Объектом реквизиционной политики во второй половине 1919-1920 гг. были и городские жители. Так, в ночь с 27 на 28 августа 1920 г. была произведена облава в Челябинске с целью взятия на учет продовольственных запасов горожан. Были реквизированы припасы муки, за вычетом пуда на едока и трехмесячной нормы в соответствии с продовольственной категорией. В итоге многие обыватели лишились права на получение продовольствия за сентябрь-ноябрь.[1131]

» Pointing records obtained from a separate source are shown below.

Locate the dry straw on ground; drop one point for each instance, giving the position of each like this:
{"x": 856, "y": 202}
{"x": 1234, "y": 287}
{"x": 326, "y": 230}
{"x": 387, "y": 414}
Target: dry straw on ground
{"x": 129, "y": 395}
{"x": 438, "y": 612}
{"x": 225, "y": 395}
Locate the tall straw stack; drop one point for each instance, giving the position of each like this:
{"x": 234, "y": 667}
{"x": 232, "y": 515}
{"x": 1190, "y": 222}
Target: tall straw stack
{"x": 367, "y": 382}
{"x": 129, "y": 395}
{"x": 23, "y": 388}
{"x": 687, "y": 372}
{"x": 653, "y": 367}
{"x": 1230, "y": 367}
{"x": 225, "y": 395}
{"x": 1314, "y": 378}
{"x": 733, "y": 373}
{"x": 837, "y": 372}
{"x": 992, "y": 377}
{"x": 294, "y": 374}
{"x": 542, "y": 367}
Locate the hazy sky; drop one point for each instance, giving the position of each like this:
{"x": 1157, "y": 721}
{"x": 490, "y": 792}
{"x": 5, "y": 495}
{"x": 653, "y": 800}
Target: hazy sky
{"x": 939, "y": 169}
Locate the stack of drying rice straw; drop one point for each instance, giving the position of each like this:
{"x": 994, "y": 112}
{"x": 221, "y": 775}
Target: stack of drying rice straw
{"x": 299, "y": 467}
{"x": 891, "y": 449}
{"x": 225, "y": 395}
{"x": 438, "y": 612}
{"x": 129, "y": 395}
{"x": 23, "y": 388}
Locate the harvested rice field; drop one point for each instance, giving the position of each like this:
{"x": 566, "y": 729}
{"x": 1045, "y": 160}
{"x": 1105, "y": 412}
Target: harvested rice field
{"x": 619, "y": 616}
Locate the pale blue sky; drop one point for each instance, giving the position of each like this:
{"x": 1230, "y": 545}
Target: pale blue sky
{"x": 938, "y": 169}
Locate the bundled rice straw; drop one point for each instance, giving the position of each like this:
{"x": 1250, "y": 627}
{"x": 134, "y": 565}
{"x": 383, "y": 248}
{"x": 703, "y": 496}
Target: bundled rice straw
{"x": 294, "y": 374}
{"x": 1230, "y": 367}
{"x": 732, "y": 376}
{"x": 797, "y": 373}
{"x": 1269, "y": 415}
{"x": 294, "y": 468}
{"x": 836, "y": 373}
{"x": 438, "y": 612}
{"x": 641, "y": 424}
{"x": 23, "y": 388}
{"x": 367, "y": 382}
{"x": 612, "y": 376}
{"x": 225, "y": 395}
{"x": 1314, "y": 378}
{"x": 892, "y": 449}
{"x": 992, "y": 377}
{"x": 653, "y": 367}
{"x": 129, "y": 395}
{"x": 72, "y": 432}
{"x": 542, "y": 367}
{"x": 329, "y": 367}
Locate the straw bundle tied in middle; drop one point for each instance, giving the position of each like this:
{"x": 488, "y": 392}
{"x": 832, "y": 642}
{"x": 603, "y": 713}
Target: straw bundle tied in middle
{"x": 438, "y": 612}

Факты свидетельствуют, что и в городах реквизиционные службы находились в состоянии хаоса, вследствие чего распределительная система в городах, подобно бездонной бочке, поглощала или бессмысленно губила значительную часть изъятого у населения добра. Примером тому служат результаты обследования хозяйственной части Челябинской губчека, доклад о которых поступил в губком РКП(б) 20 марта 1920 г. В нем анализировались отчетность, учет и распределение имущества, описывались склады и их состояние, инвентарь и его учет. В докладе отмечалось, что хозяйственной отчетности просто нет, «имеется масса имущества, на которое отсутствуют приходные документы». К какому периоду оно относится и сколько его, документально выяснить не представлялось возможным. Особо подчеркивалось, что «агентура недостаточно точно фиксирует в протоколах обыска отбираемые вещи». В делах не имелось подлинных протоколов обыска, учет конфискованного имущества не проводился. Имевшееся на складах губчека имущество расходовалось по трем статьям — выдавалось сотрудникам чрезвычайной комиссии за наличный расчет по формальной и явно заниженной оценке, передавалось им во временное пользование, направлялось в другие советские учреждения, причем в первое время существования выдачи осуществлялись исключительно своим работникам.[1132] «Самоснабжение» — термин, рожденный в первые годы советской власти и служивший эвфемизмом понятию «расхищение» — продуктами питания и вещами осуществлялось в губчека в неограниченном количестве.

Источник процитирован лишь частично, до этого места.